As we have said many times before, we are witnessing one of the most intense periods of development and wealth creation through internet enabled businesses. The world isn’t just changing. It’s going through a revolution. We cannot take credit for the phrasing, but we could not agree more with that assumption. The revolution taking place now involves what perhaps deserves the title Web 2.0. It is a much more seamless experience with internet enabled devices. It is a new paradigm of connectivity where using internet no longer involves just the personal computer.

Going from internet being a connected personal computer to an ever increasing number of devices might not sound like a revolution. And, in so far as it involved going from a desktop to a laptop it wasn’t. During that transition, business and the world of internet didn’t change all that dramatically. It was more like going from network television to cable. The experience of television improved, and it opened the door for a lot of wealth creation, but we still sat on the couch and watched television. It was still television only better. Following the television analogy, this looks more like going from radio to having television. If you grew up with television, then the improvements in television over time made the experience better and easier. If, however, you spent most of your time with radio, then the change to, and changes in, television would cause more dissonance.

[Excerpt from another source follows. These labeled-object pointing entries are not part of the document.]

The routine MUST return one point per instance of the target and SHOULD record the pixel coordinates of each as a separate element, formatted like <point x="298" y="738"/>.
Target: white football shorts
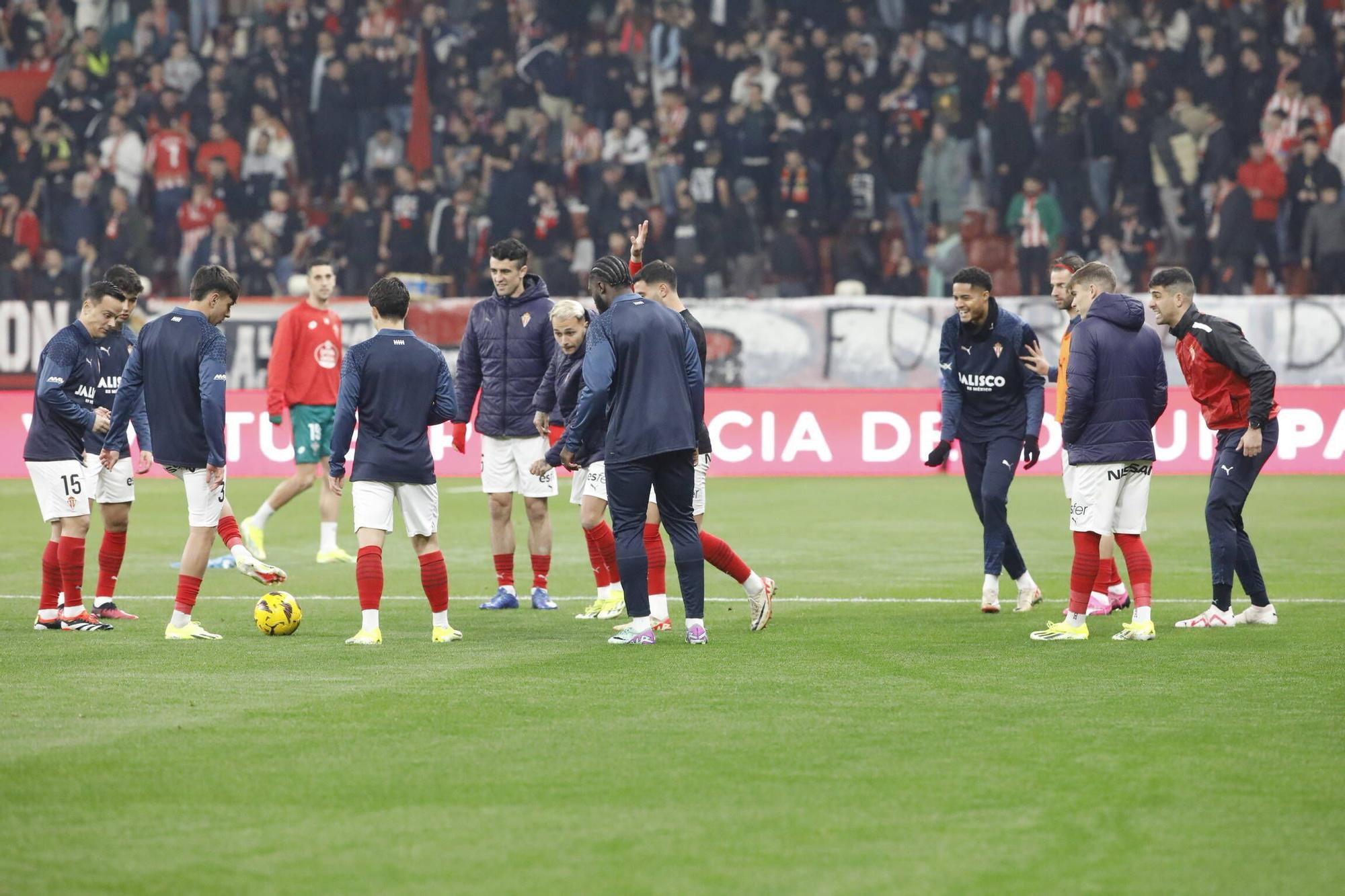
<point x="506" y="462"/>
<point x="703" y="470"/>
<point x="60" y="486"/>
<point x="1112" y="498"/>
<point x="204" y="505"/>
<point x="590" y="482"/>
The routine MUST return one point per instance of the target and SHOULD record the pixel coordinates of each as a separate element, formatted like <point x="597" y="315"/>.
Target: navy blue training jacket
<point x="641" y="365"/>
<point x="987" y="391"/>
<point x="180" y="366"/>
<point x="400" y="385"/>
<point x="1117" y="384"/>
<point x="505" y="353"/>
<point x="64" y="403"/>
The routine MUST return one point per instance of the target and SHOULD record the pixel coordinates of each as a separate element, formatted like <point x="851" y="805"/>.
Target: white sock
<point x="660" y="606"/>
<point x="263" y="514"/>
<point x="328" y="536"/>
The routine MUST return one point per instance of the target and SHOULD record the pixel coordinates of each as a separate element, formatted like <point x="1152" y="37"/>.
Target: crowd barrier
<point x="809" y="432"/>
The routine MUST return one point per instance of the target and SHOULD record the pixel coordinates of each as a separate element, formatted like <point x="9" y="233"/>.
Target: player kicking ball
<point x="180" y="369"/>
<point x="562" y="389"/>
<point x="1237" y="393"/>
<point x="993" y="407"/>
<point x="397" y="385"/>
<point x="658" y="282"/>
<point x="1118" y="391"/>
<point x="63" y="413"/>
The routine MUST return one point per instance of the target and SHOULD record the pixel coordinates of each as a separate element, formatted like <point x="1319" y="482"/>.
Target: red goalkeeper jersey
<point x="305" y="366"/>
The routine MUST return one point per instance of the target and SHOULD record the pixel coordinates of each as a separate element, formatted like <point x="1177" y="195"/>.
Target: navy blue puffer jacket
<point x="560" y="393"/>
<point x="1118" y="384"/>
<point x="505" y="354"/>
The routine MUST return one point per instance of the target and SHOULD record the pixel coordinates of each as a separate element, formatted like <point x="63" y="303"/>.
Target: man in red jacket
<point x="1237" y="393"/>
<point x="303" y="374"/>
<point x="1265" y="184"/>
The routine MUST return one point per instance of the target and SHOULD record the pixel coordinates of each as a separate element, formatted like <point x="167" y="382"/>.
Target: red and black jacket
<point x="1231" y="381"/>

We could argue the first real internet revolution began when it went from a walled environment, e.g., using AOL to connect and staying within AOL’s version of the web to the open web. If you were only used to the closed web, understanding the open web took time; those who came later, e.g., after it reached stasis with search. Those who came on board in 2004 have a distinct advantage over those (non-technical here) who learned to use the web as it was just evolving. The same goes within the microcosm that is advertising, we are witnessing a similar revolution, especially in display. We “grew” up in the early day of display, where it was fairly straightforward. It too was a closed system. The hardest part was understanding what cookies were and some simple html. The new world, though, is so hard to grasp for people who are used to a closed system where one adserver decides what to show based on data from its own universe.

This revolution encompasses so many different aspects of the connected web all coming together at the exact right time. Facebook didn’t invent it, but like Google with search, it was in the right place to grab a hold of the social graph and identity opportunity. They executed smartly, and whether they stay around or not doesn’t matter. They, along with Twitter and Foursquare have taught users a set of behaviors that will never go away. Apple provided the rocket fuel for these behaviors as well as the glue for the revolution that is the connected, social, geo web. It isn’t just the web anymore. It’s an entity on an x, y, and z axis. It’s a challenge and an opportunity for those of us used to operating on just a single continuum.

The issue that us old farts have is that while we may not understand the devices and the media. We can understand the businesses, not all but enough to know when we’re seeing the same thing before. A business might now solve an existing problem better because the technology has evolved, but if it’s a fundamentally flawed business, no amount of technology will help. That’s why at some level it’s hard not to be somewhat ready for this current world to contract, and for the adolescents to at least go off to college. They might be right on many occasions, but the conviction and lack of perspective can be really annoying.